Saturday, May 6, 2017

VR and Catharsis


What are we after in VR, movies, storytelling in general? At its best, storytelling is transformational.  And a powerful way to that transformation is the emotional charge of catharsis, built through an escalation of emotional tension in the audience. But it is the experience of the storytelling that gets you there, not experiencing the hero’s journey personally as you would in VR.

The safety of cinematic peril

One reason for narrative fatigue in VR products is that it is difficult to engage the viewer emotionally in the same way the character is emotionally engaged.  The inner conflict driving the character doesn’t exist in the viewer—it’s not the viewer’s conflict—and they don’t want it to be.  Safe, cinematic peril is fear and safety all rolled into one and that’s what the audience wants.
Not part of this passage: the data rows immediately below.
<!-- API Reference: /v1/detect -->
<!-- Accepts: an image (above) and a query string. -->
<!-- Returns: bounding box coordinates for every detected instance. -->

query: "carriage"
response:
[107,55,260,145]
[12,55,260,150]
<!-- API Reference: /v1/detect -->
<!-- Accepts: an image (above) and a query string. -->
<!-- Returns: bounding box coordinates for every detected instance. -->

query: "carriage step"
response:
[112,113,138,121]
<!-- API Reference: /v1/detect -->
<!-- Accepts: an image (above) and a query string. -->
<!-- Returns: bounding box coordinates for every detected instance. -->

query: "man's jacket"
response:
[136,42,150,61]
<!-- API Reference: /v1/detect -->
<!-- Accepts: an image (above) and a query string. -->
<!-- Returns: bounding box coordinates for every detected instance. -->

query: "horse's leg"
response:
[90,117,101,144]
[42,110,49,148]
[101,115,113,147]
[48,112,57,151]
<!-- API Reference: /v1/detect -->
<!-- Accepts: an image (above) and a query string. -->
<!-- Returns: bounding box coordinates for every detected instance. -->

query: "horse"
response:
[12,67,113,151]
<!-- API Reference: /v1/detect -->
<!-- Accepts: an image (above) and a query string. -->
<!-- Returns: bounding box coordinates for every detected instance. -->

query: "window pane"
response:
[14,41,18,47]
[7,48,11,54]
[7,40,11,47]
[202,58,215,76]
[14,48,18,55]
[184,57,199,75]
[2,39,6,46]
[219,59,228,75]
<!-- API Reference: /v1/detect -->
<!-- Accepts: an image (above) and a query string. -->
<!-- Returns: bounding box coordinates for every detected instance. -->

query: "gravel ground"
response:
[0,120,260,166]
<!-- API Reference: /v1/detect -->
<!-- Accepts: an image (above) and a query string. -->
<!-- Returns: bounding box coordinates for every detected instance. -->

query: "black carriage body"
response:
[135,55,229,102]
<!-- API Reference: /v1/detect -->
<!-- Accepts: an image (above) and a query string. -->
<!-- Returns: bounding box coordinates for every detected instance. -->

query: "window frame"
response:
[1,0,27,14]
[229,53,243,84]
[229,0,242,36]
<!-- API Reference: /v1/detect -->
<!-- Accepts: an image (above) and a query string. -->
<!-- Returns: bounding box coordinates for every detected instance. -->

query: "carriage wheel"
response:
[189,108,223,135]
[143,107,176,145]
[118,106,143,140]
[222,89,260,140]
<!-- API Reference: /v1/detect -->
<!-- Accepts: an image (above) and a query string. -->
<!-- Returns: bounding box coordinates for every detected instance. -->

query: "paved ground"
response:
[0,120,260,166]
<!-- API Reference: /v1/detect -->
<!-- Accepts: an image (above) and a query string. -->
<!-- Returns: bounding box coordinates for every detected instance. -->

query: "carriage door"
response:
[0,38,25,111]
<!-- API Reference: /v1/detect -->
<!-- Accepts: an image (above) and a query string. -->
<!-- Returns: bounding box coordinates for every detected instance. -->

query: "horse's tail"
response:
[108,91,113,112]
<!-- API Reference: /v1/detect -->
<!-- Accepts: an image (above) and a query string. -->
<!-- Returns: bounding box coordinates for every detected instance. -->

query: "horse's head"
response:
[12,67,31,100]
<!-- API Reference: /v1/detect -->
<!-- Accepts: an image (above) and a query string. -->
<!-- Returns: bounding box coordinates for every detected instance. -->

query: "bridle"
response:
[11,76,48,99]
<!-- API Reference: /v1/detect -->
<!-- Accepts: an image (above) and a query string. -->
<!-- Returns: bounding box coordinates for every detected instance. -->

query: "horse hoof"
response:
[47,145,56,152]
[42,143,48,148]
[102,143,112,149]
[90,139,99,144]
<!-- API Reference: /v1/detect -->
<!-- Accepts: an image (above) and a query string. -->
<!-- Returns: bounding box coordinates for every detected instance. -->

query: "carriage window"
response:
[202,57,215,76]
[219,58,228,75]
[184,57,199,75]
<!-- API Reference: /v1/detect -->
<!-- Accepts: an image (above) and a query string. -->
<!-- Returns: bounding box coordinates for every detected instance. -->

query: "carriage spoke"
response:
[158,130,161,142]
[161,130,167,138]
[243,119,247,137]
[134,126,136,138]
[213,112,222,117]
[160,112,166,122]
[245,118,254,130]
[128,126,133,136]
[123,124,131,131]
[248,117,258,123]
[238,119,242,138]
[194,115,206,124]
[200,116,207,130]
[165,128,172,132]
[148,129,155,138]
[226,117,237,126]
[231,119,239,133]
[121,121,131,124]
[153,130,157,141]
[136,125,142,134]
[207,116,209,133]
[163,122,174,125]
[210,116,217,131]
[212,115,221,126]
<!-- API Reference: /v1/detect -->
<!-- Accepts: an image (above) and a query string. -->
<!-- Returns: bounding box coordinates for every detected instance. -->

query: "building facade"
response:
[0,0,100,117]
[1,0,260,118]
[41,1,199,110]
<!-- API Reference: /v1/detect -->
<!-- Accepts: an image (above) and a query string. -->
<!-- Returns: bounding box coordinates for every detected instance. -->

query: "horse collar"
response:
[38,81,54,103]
In a 1986 article I discussed the use of “safe cinematic peril” to elicit emotional audience responses.  The simple version is audiences love feeling the fear of death while intellectually and physically not having to experience it.  The gag is to overwhelm the intellectual and physical with pure emotion.  Audiences are delighted because they know they are smart enough not be in danger, yet are fooled into a momentary reaction.  This is done through projection of the audience onto the hero which is easier when they are distanced from that character and their situation.

VR can still support a storytelling roll, but how the audience follows and why, is certainly changing.

In VR it’s not just Tom Cruise hanging over the street a hundred stories up—it’s Tom and you.  And that’s not all—now there is confusion as to who is the hero, you or Tom?  I’m using action as an example because the case is much more foregrounded than a genre like drama.  The corollary to be aware of is: the more the audience feels “in the scene” the less important the “hero” becomes—but the hero is functioning as the character that makes the choice you would never make, thus giving you the emotional charge without the danger.

Here’s the other thing: if Tom jumps, so do you because Tom is driving the story.  Will audiences jump off with him once they become accustomed to not dying in VR, no matter what they do?

To experience those events along with the character, might induce a heart attack at worst, at minimum the loss of some sort of bodily fluid.  Furthermore, if the storytelling is good, the character who goes through the action “for real” might only have a small cathartic release at the end, while the audience’s catharsis is massive.  How does one generate catharsis where death is at stake for the character, but not the viewer, yet the viewer feels they are part of the moment?